ONAGER
Ipotesi ricostruttiva di un onager (monoancon in greco); non è chiaro se questo strumento, utilizzato fin dal III secolo a.C., sia caduto successivamente in disuso, per poi essere riutilizzato in epoca imperiale o se, com'è molto probabile, l'utilizzo di questa macchina sia stato continuativo nei secoli. A favore di quest’ultima ipotesi anche la considerazione che alcune delle impronte lasciate dalle palle di pietra sulle mura di Pompei durante l’assedio del 89 a.C., risultano troppo grosse per essere state lanciate da una balista.
Il nome latino è dato dal suo movimento: il braccio, in fase di lancio, provocava infatti, a causa della forza prodotta, il sollevamento posteriore della macchina, come lo scalciare degli asini selvatici, chiamati appunto onagri.

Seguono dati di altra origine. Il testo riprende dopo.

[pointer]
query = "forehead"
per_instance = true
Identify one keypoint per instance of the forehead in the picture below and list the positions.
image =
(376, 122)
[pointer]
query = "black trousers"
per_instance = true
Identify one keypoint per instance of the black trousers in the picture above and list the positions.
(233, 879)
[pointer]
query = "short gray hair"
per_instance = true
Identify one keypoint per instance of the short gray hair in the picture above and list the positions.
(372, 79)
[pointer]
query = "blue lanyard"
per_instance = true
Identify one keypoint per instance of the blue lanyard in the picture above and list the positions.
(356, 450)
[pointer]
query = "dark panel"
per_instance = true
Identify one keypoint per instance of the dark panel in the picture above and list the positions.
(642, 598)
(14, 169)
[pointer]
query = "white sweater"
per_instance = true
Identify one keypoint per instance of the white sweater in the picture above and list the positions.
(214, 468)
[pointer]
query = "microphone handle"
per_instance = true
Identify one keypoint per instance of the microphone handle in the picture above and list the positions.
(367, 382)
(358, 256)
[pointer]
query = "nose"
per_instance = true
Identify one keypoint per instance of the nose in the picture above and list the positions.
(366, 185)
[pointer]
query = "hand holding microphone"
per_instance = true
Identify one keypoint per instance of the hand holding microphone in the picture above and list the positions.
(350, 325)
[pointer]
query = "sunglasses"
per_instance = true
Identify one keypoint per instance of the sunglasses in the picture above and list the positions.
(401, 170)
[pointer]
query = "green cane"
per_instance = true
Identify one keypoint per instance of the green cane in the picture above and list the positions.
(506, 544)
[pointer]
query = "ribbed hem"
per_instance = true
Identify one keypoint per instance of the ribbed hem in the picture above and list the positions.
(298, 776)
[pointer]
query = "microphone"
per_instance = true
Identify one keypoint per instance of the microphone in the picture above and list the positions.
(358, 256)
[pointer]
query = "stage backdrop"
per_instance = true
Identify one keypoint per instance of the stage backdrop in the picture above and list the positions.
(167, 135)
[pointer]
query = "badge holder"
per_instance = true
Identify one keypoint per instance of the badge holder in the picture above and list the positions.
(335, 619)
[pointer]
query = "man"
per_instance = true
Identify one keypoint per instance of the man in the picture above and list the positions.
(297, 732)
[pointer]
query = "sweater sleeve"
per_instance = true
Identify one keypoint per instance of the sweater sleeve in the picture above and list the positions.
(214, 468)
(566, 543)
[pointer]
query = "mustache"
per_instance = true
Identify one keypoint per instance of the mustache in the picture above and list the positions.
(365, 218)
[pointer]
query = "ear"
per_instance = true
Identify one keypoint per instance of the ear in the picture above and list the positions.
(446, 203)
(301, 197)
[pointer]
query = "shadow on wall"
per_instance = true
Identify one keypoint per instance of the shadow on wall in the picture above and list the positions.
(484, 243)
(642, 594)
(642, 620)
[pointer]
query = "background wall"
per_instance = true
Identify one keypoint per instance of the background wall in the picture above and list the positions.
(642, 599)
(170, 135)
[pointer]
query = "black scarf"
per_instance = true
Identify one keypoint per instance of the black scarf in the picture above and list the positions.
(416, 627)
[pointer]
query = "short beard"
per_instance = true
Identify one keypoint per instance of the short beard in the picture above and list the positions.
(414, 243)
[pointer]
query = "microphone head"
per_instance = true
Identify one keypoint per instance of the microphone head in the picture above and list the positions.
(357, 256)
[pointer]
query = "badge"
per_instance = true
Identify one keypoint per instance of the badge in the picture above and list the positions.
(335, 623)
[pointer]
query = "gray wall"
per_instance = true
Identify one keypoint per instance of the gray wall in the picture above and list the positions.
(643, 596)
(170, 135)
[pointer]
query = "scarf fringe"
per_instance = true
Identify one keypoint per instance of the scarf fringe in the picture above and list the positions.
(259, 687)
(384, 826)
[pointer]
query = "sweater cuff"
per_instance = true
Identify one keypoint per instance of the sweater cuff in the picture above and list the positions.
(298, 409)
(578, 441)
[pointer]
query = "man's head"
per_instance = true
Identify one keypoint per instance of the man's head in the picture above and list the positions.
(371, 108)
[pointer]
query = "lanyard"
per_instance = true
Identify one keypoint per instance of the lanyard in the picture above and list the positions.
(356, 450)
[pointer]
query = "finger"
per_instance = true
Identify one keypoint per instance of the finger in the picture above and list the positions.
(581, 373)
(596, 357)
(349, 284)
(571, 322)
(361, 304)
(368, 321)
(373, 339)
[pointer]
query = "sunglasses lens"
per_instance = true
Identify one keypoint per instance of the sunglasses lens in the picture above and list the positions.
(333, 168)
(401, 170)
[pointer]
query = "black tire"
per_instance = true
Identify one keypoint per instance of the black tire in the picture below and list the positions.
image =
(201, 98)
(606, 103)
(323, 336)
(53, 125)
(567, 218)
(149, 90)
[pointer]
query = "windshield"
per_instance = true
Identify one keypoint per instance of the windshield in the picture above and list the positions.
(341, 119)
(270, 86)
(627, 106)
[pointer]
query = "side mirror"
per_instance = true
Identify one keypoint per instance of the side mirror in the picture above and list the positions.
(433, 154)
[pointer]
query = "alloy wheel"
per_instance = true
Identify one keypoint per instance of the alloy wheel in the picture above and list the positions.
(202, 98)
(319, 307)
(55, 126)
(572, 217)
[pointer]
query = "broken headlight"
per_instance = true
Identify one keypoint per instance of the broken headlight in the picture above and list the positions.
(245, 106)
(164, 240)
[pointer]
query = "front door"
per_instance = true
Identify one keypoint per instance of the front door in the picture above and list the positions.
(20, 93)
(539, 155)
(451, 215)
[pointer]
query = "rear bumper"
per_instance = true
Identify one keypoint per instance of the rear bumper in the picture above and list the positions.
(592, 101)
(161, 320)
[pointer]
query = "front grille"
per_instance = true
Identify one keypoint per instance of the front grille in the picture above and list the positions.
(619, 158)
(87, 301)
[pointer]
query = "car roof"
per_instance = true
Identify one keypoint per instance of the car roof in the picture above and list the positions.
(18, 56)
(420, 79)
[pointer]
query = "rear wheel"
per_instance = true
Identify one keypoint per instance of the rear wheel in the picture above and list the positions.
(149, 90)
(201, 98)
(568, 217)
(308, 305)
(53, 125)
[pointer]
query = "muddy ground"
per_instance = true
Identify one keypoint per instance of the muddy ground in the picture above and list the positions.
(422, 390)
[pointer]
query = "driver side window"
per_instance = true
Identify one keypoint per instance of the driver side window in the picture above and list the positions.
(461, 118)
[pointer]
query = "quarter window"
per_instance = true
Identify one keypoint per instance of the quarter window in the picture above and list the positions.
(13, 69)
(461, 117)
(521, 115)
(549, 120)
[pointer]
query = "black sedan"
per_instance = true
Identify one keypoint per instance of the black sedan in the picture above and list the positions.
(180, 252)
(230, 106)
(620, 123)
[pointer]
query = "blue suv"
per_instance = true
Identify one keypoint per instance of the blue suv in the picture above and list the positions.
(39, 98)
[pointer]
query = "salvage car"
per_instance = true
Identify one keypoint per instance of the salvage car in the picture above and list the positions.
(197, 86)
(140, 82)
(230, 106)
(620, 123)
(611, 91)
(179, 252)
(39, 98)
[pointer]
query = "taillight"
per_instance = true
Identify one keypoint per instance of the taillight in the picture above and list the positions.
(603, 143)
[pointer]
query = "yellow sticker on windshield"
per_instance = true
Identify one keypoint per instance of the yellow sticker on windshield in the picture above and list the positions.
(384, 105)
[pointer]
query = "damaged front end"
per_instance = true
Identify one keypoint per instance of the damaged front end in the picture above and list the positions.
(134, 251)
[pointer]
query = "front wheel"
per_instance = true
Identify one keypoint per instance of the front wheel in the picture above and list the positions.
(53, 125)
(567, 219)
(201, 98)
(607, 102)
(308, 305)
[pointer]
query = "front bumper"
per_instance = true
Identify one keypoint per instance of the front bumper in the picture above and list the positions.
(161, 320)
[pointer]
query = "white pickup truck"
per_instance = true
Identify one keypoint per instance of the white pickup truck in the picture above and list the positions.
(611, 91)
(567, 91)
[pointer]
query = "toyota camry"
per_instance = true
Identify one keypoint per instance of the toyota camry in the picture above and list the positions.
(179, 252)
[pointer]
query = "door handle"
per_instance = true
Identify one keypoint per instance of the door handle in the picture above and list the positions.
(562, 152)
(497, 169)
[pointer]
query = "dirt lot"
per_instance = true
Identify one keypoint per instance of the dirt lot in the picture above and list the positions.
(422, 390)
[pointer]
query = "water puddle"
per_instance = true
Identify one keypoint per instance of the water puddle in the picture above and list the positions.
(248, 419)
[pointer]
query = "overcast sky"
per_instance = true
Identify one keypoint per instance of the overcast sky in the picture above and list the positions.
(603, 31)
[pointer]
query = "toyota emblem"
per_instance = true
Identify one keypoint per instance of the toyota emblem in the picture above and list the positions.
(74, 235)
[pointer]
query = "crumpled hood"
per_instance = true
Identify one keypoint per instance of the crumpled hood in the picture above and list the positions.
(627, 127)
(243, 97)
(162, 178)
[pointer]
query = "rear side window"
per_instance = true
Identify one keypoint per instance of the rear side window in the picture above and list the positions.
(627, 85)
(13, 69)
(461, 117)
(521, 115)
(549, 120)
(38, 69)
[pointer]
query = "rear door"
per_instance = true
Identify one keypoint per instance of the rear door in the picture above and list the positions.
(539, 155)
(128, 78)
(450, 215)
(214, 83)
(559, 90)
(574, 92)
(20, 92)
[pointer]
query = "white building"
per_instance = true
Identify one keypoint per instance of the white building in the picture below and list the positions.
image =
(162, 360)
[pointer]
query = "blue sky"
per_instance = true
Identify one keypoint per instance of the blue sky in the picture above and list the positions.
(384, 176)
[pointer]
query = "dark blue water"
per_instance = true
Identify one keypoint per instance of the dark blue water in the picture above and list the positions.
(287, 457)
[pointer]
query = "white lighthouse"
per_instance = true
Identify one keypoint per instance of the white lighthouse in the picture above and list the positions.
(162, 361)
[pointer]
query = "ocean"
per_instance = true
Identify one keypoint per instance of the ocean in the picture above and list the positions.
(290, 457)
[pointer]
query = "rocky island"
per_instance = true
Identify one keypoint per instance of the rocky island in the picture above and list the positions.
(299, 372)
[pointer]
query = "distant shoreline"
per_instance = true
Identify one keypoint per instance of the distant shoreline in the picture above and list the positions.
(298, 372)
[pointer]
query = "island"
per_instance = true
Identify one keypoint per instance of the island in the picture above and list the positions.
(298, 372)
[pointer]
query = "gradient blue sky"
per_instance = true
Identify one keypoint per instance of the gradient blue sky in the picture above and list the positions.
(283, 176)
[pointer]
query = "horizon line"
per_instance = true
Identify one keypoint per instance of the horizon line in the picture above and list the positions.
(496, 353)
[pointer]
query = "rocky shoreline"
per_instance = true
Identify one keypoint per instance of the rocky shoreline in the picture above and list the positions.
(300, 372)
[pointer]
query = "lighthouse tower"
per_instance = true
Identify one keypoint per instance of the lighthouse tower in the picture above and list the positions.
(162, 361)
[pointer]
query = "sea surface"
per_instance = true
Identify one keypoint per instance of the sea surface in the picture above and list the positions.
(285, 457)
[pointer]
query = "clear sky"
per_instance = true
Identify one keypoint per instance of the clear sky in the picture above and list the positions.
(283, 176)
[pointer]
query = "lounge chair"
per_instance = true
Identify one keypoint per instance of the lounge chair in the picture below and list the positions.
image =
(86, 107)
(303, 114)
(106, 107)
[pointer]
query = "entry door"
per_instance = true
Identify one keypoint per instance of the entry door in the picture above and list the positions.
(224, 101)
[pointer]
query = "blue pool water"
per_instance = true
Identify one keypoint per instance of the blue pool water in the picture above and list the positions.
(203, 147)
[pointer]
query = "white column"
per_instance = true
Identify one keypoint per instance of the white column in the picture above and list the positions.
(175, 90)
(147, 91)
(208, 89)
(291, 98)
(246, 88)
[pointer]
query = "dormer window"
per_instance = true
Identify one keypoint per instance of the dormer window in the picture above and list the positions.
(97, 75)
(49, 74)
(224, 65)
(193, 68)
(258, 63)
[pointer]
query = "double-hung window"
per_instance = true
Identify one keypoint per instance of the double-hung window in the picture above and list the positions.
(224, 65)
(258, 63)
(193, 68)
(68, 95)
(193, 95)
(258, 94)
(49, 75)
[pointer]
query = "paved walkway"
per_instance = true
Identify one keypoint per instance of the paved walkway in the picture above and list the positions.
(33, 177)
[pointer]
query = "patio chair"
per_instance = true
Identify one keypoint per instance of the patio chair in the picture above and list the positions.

Lo scrittore greco Filone di Bisanzio (280-220 a.C. circa), ci tramanda nel suo Trattato di Meccanica (libro V), che le palle che venivano lanciate da questa macchina, pesavano circa 26 chili (un talento) mentre lo storico Ammiano Marcellino (330-397 circa), oltre a darci una descrizione abbastanza precisa della forma e del funzionamento della macchina (Rerum Gestarum XXIII, 4), ci informa che era costruita in legno di quercia o di leccio e che necessitava di quattro inservienti per lato per il suo funzionamento. Altri autori che ne parlano, (in maniera decisamente reticente), sono l'architetto Apollodoro di Damasco (50-130 d.C. circa) nell'opera Poliorketica (paragrafo 188) e Renato Flavio Vegezio (seconda metà IV secolo – V secolo d.C.) in Epitoma Rei Militaris (IV 9).